Would winter fuel allowance cuts see more retirees turn to equity release?
With suggestions to means test the winter fuel allowance proposed by former care minister, Paul Burstow MP, retirees may have to turn to alternative funding such as equity release just to pay their fuel bills.
The cost of energy bills are a constant worry to the majority of households, both young and old. The average household currently pays £1352 a year in energy bills, a 23 per cent increase on January 2011. It is now predicted that nine million homes will enter into fuel poverty within the next three years.
In direct contrast to energy bills, pension annuity rates have continued in the opposite direction; the average income from a £100,000 pension pot is now £4920, down from £11,380 in January 1995 and £7000 in January 2008.
This would mean, without a winter fuel allowance, an average retired couple could be using nearly 14 per cent of their income on energy bills alone.

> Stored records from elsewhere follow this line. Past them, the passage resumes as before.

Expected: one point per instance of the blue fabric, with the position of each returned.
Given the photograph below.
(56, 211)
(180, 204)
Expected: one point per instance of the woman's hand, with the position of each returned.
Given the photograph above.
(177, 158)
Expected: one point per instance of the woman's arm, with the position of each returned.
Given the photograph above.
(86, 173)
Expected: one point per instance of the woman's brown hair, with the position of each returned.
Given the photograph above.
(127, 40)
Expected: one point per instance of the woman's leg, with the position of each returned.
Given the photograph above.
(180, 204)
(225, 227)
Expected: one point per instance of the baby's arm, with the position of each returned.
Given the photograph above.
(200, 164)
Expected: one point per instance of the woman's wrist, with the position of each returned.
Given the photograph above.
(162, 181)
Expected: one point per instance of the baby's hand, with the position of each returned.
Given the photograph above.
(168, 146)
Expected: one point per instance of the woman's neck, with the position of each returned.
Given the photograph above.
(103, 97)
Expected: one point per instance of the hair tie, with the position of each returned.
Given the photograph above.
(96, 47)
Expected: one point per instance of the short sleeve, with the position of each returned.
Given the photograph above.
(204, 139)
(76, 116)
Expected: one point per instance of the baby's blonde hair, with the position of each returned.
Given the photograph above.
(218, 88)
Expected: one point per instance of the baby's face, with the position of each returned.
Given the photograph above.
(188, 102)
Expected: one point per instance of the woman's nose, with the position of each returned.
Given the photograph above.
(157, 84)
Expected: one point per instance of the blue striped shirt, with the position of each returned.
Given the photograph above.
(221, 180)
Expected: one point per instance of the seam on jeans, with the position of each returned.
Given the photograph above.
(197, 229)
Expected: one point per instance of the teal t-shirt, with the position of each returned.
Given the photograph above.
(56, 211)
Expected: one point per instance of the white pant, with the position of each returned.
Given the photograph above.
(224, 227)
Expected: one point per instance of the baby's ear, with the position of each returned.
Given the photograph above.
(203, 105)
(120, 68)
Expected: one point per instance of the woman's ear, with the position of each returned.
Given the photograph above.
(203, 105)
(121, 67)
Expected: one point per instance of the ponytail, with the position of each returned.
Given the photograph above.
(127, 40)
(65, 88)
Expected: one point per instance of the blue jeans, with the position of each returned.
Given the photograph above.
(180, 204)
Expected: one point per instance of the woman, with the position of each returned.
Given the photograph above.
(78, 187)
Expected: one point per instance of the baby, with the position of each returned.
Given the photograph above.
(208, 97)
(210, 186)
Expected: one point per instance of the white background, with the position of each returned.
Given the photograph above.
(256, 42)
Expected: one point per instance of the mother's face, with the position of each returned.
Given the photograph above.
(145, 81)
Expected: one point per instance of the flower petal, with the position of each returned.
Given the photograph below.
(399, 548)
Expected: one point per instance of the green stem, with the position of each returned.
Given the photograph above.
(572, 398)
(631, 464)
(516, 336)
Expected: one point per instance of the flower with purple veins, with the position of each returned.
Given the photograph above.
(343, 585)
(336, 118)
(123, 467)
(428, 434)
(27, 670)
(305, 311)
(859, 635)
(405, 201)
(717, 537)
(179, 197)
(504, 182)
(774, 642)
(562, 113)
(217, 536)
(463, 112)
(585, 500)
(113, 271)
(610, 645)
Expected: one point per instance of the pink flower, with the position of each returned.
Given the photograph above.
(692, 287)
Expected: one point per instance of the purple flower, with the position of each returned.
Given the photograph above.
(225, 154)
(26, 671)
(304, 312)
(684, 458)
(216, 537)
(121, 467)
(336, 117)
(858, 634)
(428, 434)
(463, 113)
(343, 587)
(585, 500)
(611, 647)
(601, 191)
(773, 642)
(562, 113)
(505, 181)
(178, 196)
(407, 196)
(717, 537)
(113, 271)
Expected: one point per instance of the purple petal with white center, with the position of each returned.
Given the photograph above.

Equity releaseM allows a homeowner to release funds from their home whilst retaining the right to live there. Over the past few years, as annuity rates declined and savings depleted, the number of people turning to equity release has risen dramatically; it is expected that the total funds released in 2012 will surpass £1bn, up £40.4m on the previous year.
At present, home improvements, repaying debts and taking holidays are the three top reasons behind equity release. However with energy bills and annuity rates continuing to head in completely opposite directions, it is increasingly likely that equity release may be needed to simply fund our basic standards of living.